# help with retrofits



## twopointfast (Jan 20, 2010)

So im just finishing up a set of retrofits and i plugged them in for a test run before putting the lenses back on and i noticed that the turn signals are crazy fast as if a bulb is out. All the bulbs work, and i can't seem to figure out why the turn signals are going nuts. The setup is a set of bi-xenon projectors with Lexus ballasts/bulbs in a set of MKIV Jetta Depo headlights. I think i need to add a resistor, but i'm unsure where in the circuit and how much resistance is needed.. any help is greatly appreciated.


----------



## PA-TDI (Feb 10, 2009)

Did you change out the turn signal bulbs or switch around some wiring?


----------



## twopointfast (Jan 20, 2010)

i didnt swap around anything. although i did just plug in the retrofits for a test and now the passenger headlight doesnt work.

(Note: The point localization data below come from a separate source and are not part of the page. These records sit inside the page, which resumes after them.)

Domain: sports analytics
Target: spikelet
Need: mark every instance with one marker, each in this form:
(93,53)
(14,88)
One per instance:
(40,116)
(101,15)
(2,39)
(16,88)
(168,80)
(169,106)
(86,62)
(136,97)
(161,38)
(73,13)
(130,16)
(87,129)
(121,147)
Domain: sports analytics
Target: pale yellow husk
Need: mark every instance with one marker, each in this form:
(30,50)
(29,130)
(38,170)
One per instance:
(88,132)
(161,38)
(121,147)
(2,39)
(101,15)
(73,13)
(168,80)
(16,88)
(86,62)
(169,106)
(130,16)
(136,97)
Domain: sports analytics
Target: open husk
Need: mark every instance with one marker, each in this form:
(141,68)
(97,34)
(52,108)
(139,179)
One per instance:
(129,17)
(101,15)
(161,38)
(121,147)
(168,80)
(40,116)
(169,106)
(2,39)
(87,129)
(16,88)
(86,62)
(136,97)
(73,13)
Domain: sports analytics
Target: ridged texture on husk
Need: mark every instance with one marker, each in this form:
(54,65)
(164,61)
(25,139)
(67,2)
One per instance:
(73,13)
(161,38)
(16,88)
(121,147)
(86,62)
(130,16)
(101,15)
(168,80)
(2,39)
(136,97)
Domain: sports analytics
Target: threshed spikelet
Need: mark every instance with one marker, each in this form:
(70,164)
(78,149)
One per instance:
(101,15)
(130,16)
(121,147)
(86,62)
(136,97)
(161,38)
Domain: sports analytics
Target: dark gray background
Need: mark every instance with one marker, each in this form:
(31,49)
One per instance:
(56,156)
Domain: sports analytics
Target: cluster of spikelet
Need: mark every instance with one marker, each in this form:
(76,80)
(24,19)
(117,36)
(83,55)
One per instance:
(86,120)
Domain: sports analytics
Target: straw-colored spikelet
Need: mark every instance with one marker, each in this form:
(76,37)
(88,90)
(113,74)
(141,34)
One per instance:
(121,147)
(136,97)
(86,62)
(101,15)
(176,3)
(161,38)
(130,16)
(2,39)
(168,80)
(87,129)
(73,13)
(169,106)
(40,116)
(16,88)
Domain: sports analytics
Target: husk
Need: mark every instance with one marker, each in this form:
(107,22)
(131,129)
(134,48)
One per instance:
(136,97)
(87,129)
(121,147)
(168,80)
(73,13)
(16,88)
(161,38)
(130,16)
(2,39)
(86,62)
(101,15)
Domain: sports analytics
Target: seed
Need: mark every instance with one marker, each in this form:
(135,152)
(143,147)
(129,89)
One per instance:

Fuse blew, so i replaced it, but the light still wont turn on.. high beams and blinkers both work, but the low beam wont turn on at all. not even for DRL's


----------



## PA-TDI (Feb 10, 2009)

You have a wiring problem.. Send me a picture or a wiring schematic I may be able to help you out.


----------



## Chaoz (May 30, 2008)

this is prolly a stupid question. but, ive been thinkin hard about retrofittin headlights cause i dont feel like spendin 500 on hid housed ones. but can you pretty much use any housing and blast from any car? i have two donor hid housed headlights from a dodge charger. could i make them work? this will be goin on a mk4 btw thank you so much in advance!


----------



## kt883 (Nov 23, 2007)

you can use the ballast and projector of any vehicle however some are larger than others, some are bixenon some are single xenon meaning that if your car uses one bulb for hi and low beam then you will need bixenon projectors to retain your highbeam. Some cars have little space to work with as such some larger projectors will not fit in your housings or will extend too far backwards.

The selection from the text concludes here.